O objetivo deste estudo, assim, é compreender essa contradição a partir do estudo das transformações operadas no modo de produção da sociedade sorocabana com o início da industrialização, bem como das ingerências políticas que permearam a origem daquela escola.

 

Introdução

Fundada em 1928, a atual Escola Estadual Júlio Prestes de Albuquerque, primeiro ginásio público de Sorocaba, surgiu quando a educação brasileira começava a viver o apogeu do chamado otimismo pedagógico, período em que ganha força a convicção de ser possível formar o novo homem brasileiro a partir de uma nova doutrinação nos bancos escolares. Essa possibilidade vinha ao encontro das necessidades geradas pelas idéias urbano-industriais que ganhavam terreno na política e na economia, colocando em xeque o modelo agrícola-exportador que a República café com leite – alusão à alternância de paulistas e mineiros no poder republicano – representava muito bem.
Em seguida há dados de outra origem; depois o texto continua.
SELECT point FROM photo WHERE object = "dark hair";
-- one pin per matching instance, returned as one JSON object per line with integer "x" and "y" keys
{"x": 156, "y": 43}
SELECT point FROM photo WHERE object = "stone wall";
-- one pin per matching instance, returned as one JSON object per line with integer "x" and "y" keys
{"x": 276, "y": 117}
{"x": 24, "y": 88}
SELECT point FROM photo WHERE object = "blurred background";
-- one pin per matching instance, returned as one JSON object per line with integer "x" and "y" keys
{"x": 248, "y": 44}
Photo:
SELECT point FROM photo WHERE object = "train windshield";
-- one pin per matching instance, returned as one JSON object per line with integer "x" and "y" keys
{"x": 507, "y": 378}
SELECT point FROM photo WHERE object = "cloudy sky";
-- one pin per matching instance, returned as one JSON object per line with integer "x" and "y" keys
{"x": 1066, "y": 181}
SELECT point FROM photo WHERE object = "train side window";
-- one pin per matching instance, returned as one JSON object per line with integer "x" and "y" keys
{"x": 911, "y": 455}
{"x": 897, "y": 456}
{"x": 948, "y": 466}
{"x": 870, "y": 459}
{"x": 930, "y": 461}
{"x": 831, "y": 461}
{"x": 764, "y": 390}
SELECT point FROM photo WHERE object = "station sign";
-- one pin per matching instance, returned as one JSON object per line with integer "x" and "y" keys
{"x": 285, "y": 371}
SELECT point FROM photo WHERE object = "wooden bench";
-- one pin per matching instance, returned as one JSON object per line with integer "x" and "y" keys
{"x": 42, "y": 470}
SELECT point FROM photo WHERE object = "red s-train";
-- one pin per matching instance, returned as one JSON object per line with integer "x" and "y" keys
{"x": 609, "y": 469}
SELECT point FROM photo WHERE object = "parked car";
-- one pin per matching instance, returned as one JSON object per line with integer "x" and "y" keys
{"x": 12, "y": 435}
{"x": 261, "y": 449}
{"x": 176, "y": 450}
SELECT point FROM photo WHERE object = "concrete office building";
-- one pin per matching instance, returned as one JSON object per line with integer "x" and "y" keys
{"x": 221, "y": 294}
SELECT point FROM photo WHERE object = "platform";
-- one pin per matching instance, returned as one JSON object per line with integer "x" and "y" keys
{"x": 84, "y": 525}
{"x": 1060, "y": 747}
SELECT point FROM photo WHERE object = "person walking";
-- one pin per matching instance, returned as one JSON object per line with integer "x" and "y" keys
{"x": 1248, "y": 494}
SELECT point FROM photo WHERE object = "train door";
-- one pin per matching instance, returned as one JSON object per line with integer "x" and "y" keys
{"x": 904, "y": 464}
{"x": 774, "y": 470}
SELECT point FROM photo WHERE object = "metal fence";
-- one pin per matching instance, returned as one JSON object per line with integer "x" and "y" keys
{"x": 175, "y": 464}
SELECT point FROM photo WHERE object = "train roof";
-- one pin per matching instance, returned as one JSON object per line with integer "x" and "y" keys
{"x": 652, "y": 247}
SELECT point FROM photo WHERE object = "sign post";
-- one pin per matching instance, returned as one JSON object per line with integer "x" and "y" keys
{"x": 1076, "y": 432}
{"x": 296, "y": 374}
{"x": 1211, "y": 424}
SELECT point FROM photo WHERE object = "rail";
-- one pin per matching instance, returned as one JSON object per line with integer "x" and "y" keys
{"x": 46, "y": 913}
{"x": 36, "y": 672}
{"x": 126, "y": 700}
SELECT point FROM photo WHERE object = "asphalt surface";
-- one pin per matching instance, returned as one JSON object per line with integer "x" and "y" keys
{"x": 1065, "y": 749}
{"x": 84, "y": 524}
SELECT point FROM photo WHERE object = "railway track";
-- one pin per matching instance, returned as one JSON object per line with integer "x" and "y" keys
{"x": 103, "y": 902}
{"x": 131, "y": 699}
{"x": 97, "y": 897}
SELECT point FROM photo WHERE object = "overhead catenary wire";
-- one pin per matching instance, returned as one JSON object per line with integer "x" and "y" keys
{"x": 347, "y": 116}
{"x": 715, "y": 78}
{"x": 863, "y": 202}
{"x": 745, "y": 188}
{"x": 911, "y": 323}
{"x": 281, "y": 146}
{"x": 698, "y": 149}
Contudo, a fundação do “Estadão”, como a instituição é popularmente conhecida na cidade, é obra típica de outro ideal que marcou os primórdios da educação escolar brasileira no início do período republicano: o entusiasmo pela educação, crença de que somente com a disseminação de escolas seria possível incorporar mais camadas da população ao progresso nacional e que vivera seu apogeu quase uma década antes.

Esse mesmo descompasso é perceptível também no campo socioeconômico: quando a Escola Estadual Julio Prestes de Albuquerque foi implantada, o sistema de produção na economia sorocabana tinha assimilado, num processo iniciado anos antes, quase que plenamente a nova face que o capitalismo estava assumindo nos países periféricos: Sorocaba já era uma cidade industrial, com uma população expressiva, urbana, com uma burguesia estruturada, operariado organizado; enfim, reproduzia o contexto econômico sob o qual aflorou o ideário escolanovista no Brasil no início da década de 30 “A clarinada liberal precisa ser combinada com duas ordens de ocorrências. De um lado, com a passagem do sistema agrário-comercial para o sistema urbano-industrial, que se vai processando no tempo; de outro lado, rompem-se os alicerces da sociedade estamental e estruturam-se as bases de uma sociedade de classes”, observa Jorge Nagle ao analisar as correntes de idéias que caracterizaram a educação na Primeira República (Nagle, 1976: 97).

Teria a cidade que antecipou o modelo econômico assumido pelo país ficado à reboque dos debates nacionais para que a escola formasse o homem ideal para o novo modelo? Essa é a questão que se tentará responder.